For James Baldwin
Black cat, sweet brother,
Walk into the room
On cat’s feet where I lie dying
And I’ll start breathing regularly again.
Witch doctor for the dispossessed,
Saint dipping your halo to the evicted,
The world starts remembering its postponed loyalties
When I call out your name. I knew you hot nights
When you kept stepping
The light fantastic to music only the wretched
Of the earth could hear; blizzards
In New Hampshire when you wore
A foxskin cap, its tail red as autumn
On your shoulder.

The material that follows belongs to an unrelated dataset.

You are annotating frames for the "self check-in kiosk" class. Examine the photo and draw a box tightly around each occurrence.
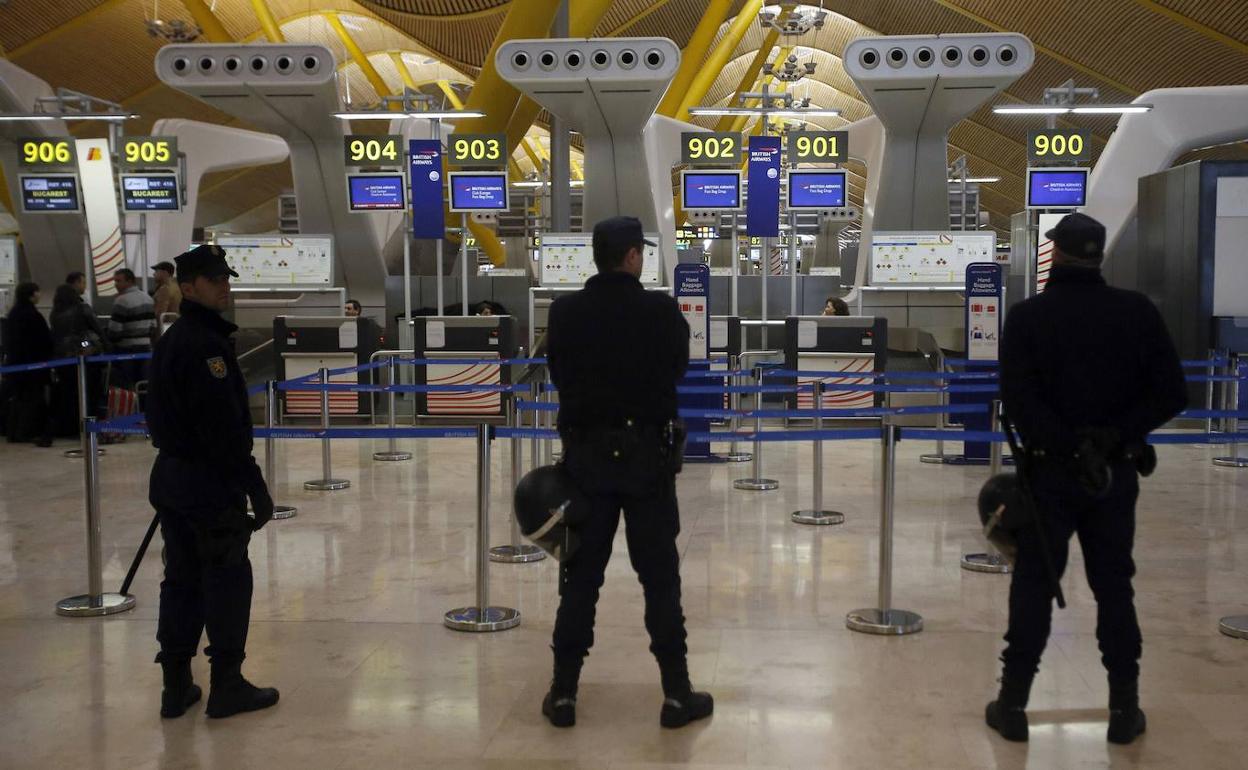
[273,315,382,417]
[783,316,888,411]
[408,315,518,418]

In the waters of the Sound
You jumped the ripples, knees knocking,
Flesh blue with brine, your fingers
Cold as a dead child’s holding mine.
You said it all, everything
A long time ago before anyone else knew
How to say it. This country was about to be
Transformed, you said; not by an act of God,
Nothing like that, but by us,
You and me. Young blacks saw Africa emerging
And knew for the first time, you said,
That they were related to kings and
To princes. It could be seen
In the way they walked, tall as cypresses,
Strong as bridges across the thundering falls.

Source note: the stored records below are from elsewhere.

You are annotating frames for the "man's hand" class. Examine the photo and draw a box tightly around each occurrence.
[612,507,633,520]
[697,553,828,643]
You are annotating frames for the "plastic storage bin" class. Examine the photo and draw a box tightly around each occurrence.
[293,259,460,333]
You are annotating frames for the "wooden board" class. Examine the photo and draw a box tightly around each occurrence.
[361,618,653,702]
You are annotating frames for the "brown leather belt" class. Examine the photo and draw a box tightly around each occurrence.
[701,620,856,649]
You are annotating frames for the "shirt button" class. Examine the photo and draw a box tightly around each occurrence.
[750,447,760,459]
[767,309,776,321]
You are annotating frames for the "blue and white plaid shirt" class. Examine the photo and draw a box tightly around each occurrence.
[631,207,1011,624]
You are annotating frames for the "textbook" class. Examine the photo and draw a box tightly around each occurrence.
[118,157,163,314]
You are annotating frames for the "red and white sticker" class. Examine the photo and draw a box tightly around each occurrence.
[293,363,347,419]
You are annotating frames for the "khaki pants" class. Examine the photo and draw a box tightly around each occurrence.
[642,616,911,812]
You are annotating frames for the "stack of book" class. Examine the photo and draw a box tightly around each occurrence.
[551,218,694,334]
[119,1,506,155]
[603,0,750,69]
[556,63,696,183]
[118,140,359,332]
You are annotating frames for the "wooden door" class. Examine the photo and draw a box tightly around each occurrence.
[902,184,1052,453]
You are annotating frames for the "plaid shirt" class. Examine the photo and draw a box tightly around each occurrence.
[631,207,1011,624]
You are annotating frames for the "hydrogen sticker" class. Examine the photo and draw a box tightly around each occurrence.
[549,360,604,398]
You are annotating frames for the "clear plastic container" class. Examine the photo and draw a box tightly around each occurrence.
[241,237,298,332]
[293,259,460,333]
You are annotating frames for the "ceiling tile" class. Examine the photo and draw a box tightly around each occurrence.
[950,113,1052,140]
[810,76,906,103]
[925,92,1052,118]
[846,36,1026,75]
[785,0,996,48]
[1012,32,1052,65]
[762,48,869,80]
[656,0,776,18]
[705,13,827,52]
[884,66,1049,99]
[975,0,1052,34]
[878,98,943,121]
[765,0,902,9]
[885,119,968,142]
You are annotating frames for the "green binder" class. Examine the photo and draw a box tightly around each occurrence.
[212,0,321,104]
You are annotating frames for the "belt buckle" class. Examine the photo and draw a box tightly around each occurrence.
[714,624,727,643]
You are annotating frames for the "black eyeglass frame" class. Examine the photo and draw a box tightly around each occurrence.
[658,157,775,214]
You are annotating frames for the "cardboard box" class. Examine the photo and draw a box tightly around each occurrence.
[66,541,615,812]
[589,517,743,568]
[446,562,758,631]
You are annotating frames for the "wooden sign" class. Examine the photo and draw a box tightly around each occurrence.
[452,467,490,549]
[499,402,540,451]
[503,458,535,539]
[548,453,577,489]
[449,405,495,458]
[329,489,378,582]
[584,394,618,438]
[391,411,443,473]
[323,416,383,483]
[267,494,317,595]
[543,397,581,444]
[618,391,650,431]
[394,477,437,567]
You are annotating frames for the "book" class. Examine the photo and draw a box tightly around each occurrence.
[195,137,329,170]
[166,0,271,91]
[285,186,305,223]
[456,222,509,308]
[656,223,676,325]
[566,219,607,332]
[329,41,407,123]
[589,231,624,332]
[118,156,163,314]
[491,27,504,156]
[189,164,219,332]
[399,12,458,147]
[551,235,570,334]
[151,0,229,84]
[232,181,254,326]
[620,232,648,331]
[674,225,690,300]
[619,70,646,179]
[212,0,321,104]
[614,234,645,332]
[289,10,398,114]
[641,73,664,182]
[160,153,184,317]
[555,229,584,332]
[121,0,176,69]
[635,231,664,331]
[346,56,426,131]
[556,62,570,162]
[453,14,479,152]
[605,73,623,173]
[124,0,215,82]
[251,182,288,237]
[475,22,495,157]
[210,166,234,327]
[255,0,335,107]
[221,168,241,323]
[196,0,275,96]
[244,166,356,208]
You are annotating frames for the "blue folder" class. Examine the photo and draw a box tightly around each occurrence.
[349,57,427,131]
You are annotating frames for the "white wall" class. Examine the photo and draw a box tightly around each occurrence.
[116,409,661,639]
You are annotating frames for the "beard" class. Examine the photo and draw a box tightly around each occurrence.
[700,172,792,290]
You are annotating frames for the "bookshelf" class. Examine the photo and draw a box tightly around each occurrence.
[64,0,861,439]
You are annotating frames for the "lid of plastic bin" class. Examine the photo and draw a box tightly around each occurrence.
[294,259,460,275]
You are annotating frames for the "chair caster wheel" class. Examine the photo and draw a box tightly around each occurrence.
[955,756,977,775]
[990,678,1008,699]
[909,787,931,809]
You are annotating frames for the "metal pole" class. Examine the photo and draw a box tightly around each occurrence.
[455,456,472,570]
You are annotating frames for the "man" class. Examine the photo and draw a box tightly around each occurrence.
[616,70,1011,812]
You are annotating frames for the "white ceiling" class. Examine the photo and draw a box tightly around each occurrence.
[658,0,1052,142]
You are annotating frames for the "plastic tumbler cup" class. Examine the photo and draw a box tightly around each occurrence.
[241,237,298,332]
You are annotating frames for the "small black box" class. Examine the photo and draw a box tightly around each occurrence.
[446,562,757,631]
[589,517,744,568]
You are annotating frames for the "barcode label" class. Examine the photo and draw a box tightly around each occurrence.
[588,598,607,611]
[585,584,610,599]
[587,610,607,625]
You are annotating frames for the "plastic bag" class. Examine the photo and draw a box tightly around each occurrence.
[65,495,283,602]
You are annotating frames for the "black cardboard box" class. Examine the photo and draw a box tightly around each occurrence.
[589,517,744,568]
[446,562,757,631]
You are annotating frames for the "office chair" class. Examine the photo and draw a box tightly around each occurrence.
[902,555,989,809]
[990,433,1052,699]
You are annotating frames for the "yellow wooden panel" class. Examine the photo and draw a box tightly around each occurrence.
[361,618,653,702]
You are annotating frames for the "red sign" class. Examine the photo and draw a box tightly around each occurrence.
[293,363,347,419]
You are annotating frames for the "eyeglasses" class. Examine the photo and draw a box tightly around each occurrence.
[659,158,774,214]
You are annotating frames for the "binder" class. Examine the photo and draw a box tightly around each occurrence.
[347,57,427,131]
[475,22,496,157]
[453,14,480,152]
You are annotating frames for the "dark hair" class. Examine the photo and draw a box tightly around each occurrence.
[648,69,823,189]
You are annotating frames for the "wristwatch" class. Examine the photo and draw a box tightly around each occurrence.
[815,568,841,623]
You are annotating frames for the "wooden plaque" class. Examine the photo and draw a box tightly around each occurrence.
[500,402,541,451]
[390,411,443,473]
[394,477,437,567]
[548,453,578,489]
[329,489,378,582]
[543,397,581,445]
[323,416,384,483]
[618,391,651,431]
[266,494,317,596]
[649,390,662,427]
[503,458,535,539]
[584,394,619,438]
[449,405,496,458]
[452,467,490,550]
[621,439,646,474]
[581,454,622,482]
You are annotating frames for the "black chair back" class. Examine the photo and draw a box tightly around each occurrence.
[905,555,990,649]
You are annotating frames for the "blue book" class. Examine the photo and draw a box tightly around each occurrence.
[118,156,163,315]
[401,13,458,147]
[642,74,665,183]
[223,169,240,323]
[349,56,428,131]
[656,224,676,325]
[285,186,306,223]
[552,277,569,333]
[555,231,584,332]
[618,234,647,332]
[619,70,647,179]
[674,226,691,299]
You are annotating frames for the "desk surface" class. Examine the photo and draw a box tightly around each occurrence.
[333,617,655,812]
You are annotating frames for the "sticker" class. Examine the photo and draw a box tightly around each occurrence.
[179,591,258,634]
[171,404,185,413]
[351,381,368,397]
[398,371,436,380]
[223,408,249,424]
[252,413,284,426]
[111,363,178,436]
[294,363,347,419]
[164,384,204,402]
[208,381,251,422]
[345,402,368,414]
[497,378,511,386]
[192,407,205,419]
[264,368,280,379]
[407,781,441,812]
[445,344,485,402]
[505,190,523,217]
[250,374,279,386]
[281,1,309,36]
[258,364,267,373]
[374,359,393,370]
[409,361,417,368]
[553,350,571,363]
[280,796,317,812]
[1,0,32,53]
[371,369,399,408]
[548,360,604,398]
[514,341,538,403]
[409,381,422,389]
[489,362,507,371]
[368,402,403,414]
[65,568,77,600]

………………………….. In the question period once
A lady asked isn’t integration a two-way
Street, Mr. Baldwin, and you said
You mean you’ll go back to Scarsdale tonight
And I’ll go back to Harlem, is that the two ways
You mean?
We are a race ourselves, you and I,
Sweet preacher. I talked with our ancestors
One night in dreams about it
And they bade me wear trappings of gold
And speak of it everywhere; speak of it on
The exultant mountain by day, and at night
On the river banks where the stars touch fingers.
They said it might just save the world.